Overview
Llama 2 is Meta's second-generation Llama large language model line, released on July 18, 2023. It ships in three dense sizes — 7B, 13B and 70B parameters — each available as a pretrained base model and as a dialogue-tuned Llama 2-Chat variant. Unlike the research-only first-generation LLaMA, Llama 2 was the first Llama released with a license that permits commercial use, which is what turned it into the default open-weight foundation for thousands of downstream fine-tunes.

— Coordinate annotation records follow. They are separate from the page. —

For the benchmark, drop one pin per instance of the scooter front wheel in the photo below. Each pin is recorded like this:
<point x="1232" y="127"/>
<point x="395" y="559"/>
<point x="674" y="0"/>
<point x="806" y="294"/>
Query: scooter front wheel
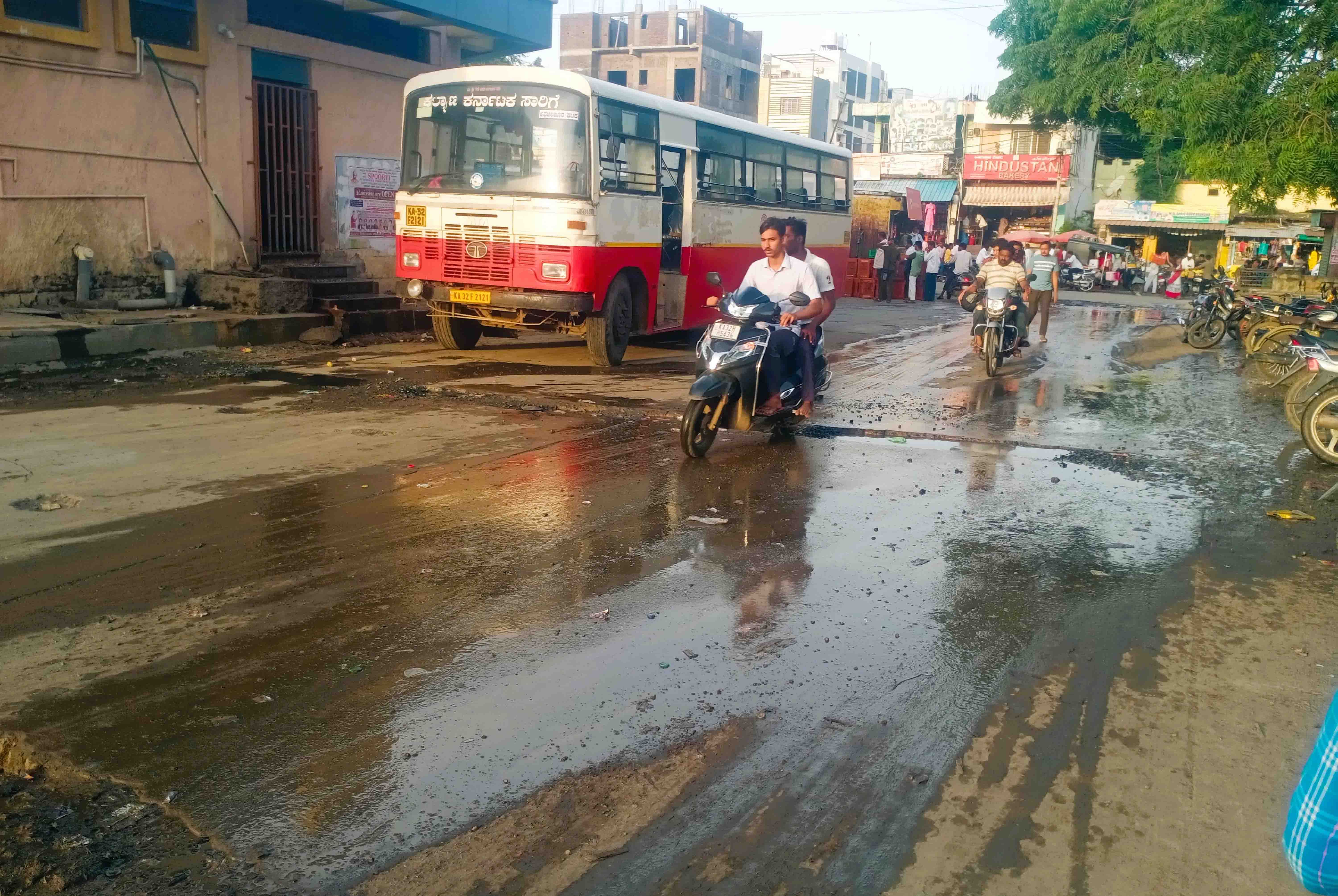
<point x="695" y="435"/>
<point x="991" y="348"/>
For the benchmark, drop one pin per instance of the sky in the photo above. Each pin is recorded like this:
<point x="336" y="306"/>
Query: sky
<point x="933" y="47"/>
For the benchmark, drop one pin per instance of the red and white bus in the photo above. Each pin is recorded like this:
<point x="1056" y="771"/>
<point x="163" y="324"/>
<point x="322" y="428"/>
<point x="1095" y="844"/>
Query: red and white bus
<point x="545" y="200"/>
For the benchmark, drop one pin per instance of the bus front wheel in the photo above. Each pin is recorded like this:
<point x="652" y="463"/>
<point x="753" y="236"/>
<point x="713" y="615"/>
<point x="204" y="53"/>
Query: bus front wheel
<point x="609" y="331"/>
<point x="457" y="332"/>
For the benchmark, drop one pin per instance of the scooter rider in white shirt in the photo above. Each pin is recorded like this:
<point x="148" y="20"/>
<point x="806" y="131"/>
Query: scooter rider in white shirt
<point x="778" y="276"/>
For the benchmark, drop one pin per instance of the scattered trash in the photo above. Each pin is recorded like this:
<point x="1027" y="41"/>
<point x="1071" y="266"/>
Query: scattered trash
<point x="1292" y="517"/>
<point x="46" y="503"/>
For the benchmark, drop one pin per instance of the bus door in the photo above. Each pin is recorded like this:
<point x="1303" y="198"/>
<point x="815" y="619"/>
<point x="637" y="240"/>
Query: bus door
<point x="674" y="284"/>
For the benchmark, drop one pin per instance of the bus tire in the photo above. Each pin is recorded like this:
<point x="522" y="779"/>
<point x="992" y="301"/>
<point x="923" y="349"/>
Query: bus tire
<point x="457" y="332"/>
<point x="609" y="331"/>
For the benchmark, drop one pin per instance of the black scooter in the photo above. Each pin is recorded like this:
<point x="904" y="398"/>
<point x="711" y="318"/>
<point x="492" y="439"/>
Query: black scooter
<point x="730" y="390"/>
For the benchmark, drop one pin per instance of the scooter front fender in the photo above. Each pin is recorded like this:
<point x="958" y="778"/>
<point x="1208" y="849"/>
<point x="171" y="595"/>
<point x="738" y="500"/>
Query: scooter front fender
<point x="712" y="386"/>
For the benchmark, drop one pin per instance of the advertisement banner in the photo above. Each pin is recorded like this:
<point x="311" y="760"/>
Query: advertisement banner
<point x="365" y="199"/>
<point x="1147" y="212"/>
<point x="1016" y="168"/>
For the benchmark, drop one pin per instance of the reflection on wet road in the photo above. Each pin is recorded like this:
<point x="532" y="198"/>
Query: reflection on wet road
<point x="383" y="672"/>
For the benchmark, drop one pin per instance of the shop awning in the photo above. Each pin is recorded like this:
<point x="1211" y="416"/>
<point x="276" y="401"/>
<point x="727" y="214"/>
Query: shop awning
<point x="1272" y="232"/>
<point x="1010" y="195"/>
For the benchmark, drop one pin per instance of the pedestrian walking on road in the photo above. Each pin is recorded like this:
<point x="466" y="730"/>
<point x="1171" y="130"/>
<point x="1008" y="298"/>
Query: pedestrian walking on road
<point x="933" y="264"/>
<point x="1044" y="271"/>
<point x="915" y="268"/>
<point x="885" y="263"/>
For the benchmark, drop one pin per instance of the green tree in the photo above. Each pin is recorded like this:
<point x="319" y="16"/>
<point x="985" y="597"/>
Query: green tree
<point x="1240" y="92"/>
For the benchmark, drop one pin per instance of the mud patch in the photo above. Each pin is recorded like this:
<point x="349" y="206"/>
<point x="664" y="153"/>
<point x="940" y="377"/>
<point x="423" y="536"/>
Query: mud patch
<point x="101" y="838"/>
<point x="561" y="832"/>
<point x="1158" y="346"/>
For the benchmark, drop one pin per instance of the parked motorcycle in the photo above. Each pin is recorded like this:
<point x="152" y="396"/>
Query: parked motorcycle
<point x="1212" y="310"/>
<point x="1078" y="279"/>
<point x="999" y="338"/>
<point x="730" y="388"/>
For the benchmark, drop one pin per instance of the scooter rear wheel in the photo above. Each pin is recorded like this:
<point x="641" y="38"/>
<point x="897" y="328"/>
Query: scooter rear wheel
<point x="695" y="437"/>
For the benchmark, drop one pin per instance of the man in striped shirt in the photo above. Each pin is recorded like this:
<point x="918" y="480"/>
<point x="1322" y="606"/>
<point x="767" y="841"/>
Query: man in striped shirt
<point x="1312" y="834"/>
<point x="1006" y="273"/>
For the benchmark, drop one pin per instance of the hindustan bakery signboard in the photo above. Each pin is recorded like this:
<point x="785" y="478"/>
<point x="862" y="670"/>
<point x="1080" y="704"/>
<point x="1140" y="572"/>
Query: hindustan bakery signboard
<point x="1016" y="168"/>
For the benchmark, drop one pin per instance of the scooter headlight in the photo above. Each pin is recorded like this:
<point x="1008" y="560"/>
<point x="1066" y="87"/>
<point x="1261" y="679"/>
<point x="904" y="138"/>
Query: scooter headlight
<point x="741" y="351"/>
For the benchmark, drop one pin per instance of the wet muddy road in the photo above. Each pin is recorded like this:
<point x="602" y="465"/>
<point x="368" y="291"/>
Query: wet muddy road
<point x="923" y="625"/>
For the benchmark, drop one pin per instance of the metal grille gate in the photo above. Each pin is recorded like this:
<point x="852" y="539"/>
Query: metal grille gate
<point x="287" y="169"/>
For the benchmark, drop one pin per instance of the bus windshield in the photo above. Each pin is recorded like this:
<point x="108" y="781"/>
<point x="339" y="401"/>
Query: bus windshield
<point x="497" y="138"/>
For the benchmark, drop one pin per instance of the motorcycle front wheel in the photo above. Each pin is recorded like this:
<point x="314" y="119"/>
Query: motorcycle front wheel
<point x="991" y="347"/>
<point x="1320" y="426"/>
<point x="695" y="435"/>
<point x="1206" y="332"/>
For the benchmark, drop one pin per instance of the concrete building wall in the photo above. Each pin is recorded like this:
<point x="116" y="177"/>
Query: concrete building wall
<point x="116" y="136"/>
<point x="726" y="60"/>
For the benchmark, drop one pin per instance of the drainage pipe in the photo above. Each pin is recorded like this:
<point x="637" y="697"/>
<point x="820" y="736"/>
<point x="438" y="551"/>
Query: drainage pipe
<point x="84" y="284"/>
<point x="172" y="298"/>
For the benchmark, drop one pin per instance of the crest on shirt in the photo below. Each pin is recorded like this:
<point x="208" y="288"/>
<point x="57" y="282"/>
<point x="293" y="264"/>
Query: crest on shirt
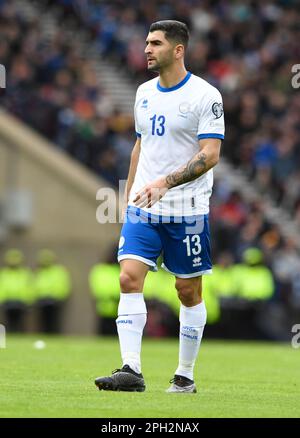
<point x="184" y="107"/>
<point x="217" y="109"/>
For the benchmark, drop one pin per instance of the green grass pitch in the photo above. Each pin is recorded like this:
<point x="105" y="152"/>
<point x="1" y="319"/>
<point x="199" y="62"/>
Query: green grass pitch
<point x="234" y="379"/>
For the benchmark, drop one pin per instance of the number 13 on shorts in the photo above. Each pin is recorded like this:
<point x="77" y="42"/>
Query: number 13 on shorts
<point x="193" y="245"/>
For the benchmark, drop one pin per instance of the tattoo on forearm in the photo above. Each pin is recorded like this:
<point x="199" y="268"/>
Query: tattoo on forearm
<point x="196" y="167"/>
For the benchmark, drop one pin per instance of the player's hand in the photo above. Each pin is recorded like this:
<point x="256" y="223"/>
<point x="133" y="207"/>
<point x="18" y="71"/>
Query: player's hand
<point x="151" y="193"/>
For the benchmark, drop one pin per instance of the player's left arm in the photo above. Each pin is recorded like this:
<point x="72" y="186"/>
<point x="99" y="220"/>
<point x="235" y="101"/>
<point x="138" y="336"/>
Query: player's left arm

Each Llama 2 model was trained on 2 trillion tokens of publicly available data — about 40% more than the original LLaMA — with a context window of 4,096 tokens (double LLaMA's 2,048) and a data cutoff of September 2022. The 70B model adds Grouped-Query Attention to keep inference affordable at scale, while the smaller 7B and 13B sizes stay easy to run on modest hardware. Meta also trained a 34B model but did not release it.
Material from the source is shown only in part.